Are you open when it comes to subjects published?

Initially, Yeti’s main focus will be on creative writing, both English and translations from the Indian languages. Anything that is creative with a bearing on our life circumstances is acceptable. We don’t have any genre, author or nationality discrimination. But we’re determined not to publish purely academic work or pulp.

Do you have a panel of experts that evaluates manuscripts?

We have a panel of writers, editors and scholars such as Alan Alfred Walker, Anita Nair, Noah Hoffenberg, K. Satchidanadan, Prema Jayakumar, K.M. Sheriff, Richard Laskowski, C.S. Venkiteswaran and Alan Finlay to advise us on the manuscripts. Now, Dom Moraes, Suresh Kohli and Anna Sujatha Mathai have offered their support.

Most big publishing houses in India and abroad are shunning poetry. What does it say for values in the publishing industry today?

Publishing poetry may not be as lucrative as publishing fiction or biographies. The situation was not very different in Malayalam till recently. But new poets turned the tide through small publishing. Since 1980, it has been the small publishers who bring out almost all the new poets’ first collection in Malayalam. As some of them became economically successful, the big houses have begun to show some interest in poetry.

Publishing, I think, is unlike other businesses, for it has a cultural dimension too. Poetry may not sell in millions, but, properly published — this we can say from our experience — it won’t bring you a loss either. I don’t say that big publishers should indiscriminately publish poetry. But, to shun a genre absolutely for profit motive is a cultural crime.
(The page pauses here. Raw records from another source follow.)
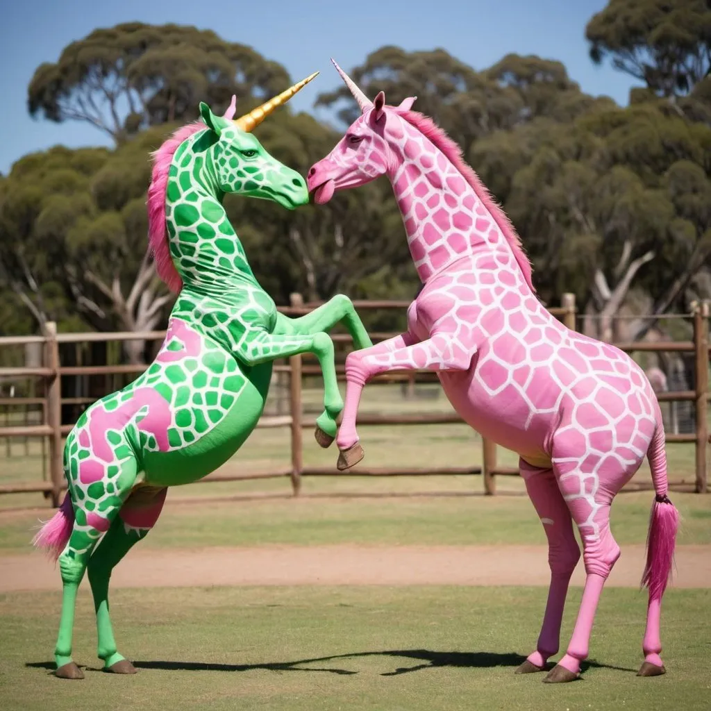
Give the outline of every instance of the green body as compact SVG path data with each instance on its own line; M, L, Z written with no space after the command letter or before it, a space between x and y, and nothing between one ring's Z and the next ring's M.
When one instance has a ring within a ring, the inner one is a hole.
M317 356L324 384L319 429L332 438L343 401L326 331L343 321L356 348L371 345L347 297L299 319L277 312L252 272L222 199L233 192L294 208L308 201L306 183L251 134L204 105L201 109L207 128L177 149L166 186L170 254L183 287L166 340L144 374L92 405L67 438L75 520L59 555L64 596L55 654L60 676L75 678L78 670L71 659L74 604L87 567L99 656L111 670L134 670L114 641L111 570L155 523L166 487L203 478L247 439L264 410L272 361L305 352Z

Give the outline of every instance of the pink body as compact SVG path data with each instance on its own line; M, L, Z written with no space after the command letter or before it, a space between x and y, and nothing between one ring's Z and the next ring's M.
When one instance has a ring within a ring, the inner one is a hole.
M335 64L335 63L334 63ZM370 102L338 68L363 110L309 173L317 203L386 175L424 287L407 331L349 354L336 441L358 441L360 393L374 375L436 371L457 412L483 436L520 455L521 474L550 546L551 589L536 652L558 648L568 581L579 557L587 582L575 631L560 665L577 673L587 655L602 585L619 556L609 528L615 494L648 456L657 494L644 581L651 599L644 651L658 671L659 602L674 547L677 513L666 498L664 432L642 370L622 351L570 331L535 296L530 264L510 223L458 147L412 110L414 99Z

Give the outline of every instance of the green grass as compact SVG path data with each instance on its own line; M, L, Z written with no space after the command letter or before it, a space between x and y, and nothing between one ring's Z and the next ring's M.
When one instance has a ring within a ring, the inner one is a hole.
M551 686L513 668L535 644L545 589L192 588L117 590L112 612L134 676L92 670L92 609L80 595L82 682L52 676L57 594L0 596L0 707L7 711L707 709L707 590L670 590L668 673L638 678L644 599L602 597L584 680ZM563 646L580 599L570 592Z

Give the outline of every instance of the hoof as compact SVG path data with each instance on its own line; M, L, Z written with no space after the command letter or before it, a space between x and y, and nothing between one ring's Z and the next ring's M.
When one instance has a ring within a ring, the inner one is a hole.
M355 466L364 456L365 453L363 451L359 442L356 442L348 448L341 449L338 455L338 461L336 465L339 471L344 469L350 469L351 466Z
M537 671L545 671L545 666L536 666L532 661L528 659L519 667L516 668L514 674L533 674Z
M84 672L74 662L70 662L59 667L54 675L58 676L60 679L83 679Z
M579 678L580 677L577 674L574 674L570 669L566 669L565 667L561 666L560 664L556 664L548 672L547 676L543 680L543 683L566 684L569 681L575 681L576 679Z
M323 447L324 449L328 449L333 444L333 439L336 439L328 434L328 432L324 432L318 424L316 426L314 437L316 437L316 441L319 443L319 446Z
M666 669L664 668L663 664L661 667L658 667L656 664L652 664L651 662L645 662L639 668L637 676L661 676L662 674L665 673Z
Does being located in a city like Kozhikode have any disadvantages? Or does it make you more aware of authors and issues that are not seen by mainstream publishers?

We don’t feel any inconvenience in functioning from a town like Kozhikode. Rather, locating ourselves in a lesser-known place on the Indian English publishing map helps us widen our reach in terms of authors and readers and interact with people for whom a book is not a showcase curio.

A personal question. Do you think that poetry is still valid as a form of personal expression? Many poets I know have switched to theory…

Theory will never be a substitute for poetry, for the former is essentially an intellectual activity and the other stems from life’s entirety. But I feel that theoretical innovations always help poets comprehend the changing realities without losing their elemental complexities and also refine and make exact their language and expression to resonate with them. But it’s in poetry that words manifest their historical associations and shades of meaning and experience. Poetry has a role and function which cannot be fulfilled by theory.

Have you been able to keep to your schedule of a book a month?

Yes. We published three books in June. And will publish three more next month, which include, The Trial Of the Mahatma, Prema Jayakumar’s translation of Madampu Kunhukuttan’s Malayalam novel and Marginalised Voices, a collection of Malayalam women short stories, translated and edited by K.M. Sheriff. We’ve also scheduled South Indian Women Poetry and the  Modern Arab Women Stories for March 2003.